The Senate rejected the ban, but there have been a few changes.
One thing that’s changed is “time” for victims of sexual assault.
“The result of this legislation as it changes what happened in the house before you had 20 weeks to report a rape and incest in order to get an abortion- now, that’s been reduced to 12 weeks,” says Senator for District 45, Margie Bright Matthews.
Doctors who perform those abortions will be required to provide DNA to police for updates.
Sen. Matthews says without the four other female senators by her side, she was worried about women’s rights in the state.

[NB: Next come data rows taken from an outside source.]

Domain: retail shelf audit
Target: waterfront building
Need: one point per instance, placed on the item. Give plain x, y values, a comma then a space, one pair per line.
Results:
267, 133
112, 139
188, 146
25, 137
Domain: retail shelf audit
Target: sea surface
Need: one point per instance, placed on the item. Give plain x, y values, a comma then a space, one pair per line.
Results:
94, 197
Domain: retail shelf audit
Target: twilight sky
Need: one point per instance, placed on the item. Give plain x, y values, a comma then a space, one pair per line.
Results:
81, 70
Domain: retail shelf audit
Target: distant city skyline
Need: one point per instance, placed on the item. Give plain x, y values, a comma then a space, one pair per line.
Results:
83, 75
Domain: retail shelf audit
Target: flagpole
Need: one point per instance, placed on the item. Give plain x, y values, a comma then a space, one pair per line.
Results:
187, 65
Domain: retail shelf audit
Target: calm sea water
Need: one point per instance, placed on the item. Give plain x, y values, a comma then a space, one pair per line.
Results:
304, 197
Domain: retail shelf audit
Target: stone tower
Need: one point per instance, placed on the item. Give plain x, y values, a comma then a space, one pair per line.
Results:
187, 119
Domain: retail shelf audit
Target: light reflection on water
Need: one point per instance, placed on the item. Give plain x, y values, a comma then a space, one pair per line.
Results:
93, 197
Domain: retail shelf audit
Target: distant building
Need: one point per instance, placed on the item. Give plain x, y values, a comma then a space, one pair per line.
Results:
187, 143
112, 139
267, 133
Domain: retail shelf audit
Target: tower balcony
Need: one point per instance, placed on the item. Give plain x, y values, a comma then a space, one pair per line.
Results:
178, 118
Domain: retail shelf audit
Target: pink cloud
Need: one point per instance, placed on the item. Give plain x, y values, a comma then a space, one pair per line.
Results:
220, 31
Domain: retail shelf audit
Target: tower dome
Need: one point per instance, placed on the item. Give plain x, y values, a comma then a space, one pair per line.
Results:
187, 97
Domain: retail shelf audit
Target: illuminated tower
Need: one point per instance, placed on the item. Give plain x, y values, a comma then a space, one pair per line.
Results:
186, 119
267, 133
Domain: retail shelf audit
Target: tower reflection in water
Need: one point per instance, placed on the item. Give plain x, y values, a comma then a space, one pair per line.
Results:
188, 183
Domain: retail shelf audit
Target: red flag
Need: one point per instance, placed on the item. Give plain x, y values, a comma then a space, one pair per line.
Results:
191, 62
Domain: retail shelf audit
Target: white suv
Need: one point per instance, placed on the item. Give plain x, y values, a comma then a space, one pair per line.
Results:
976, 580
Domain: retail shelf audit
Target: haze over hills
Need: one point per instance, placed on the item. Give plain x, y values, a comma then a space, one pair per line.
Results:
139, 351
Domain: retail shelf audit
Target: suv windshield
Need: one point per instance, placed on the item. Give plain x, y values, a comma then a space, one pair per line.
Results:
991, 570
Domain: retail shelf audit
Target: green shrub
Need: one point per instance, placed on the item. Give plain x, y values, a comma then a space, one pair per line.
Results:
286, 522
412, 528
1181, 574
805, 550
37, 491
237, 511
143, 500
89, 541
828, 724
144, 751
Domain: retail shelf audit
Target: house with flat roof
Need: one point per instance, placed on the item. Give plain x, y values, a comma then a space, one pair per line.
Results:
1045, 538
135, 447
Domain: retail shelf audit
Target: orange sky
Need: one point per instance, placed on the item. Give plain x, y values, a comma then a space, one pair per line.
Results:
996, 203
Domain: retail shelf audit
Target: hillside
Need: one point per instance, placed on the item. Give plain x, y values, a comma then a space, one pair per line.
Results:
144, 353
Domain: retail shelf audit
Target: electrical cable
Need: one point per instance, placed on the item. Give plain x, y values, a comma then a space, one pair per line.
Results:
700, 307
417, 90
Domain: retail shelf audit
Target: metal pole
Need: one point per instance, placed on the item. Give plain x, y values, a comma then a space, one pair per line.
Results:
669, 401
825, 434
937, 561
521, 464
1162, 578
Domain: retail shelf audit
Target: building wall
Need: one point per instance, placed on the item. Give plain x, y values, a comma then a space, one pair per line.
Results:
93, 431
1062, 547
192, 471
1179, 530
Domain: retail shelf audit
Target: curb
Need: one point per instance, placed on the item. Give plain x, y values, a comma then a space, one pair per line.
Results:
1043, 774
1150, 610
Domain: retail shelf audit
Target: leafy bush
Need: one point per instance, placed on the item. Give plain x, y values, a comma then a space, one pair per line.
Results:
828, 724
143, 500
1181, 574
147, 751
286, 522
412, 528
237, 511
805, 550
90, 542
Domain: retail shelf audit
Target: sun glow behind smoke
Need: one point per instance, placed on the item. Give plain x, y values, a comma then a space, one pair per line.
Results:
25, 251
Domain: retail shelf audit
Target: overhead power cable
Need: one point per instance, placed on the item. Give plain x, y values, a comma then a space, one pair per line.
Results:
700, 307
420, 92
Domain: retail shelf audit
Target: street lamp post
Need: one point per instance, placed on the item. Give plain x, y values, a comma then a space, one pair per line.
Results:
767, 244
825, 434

“There are certain issues that I think our voices are needed on the floor, and we knew that on this one, without even asking each other, that we would walk step in step together,” continued Matthews.
Sen. Sandy Senn says when it comes to the topic of abortion, she feels like legislation is moving backward.
“I realize it’s a hot-button issue, but people of all parties are going to have sex, and we cannot let things go back to the 1950s where people were dying. Just after the decision of Roe was announced, in Spartanburg, a young 18-year-old hemorrhaged to death using a coat hanger,” said Senn.
Both women hope that crucial debates like abortion will push more women into politics.
“Well really, I just think the only way we are going to overcome something like this and these unreasonable intrusions is to have more women run for office, that’s what we need. I don’t care, Republican or Democrat, women work well together, we think differently, and we get things done a lot faster,” continued Senn.
A Conference Committee will be created to look at the Senate and House bill in an effort to reach a compromise. The bill will die if they cannot come to a compromise.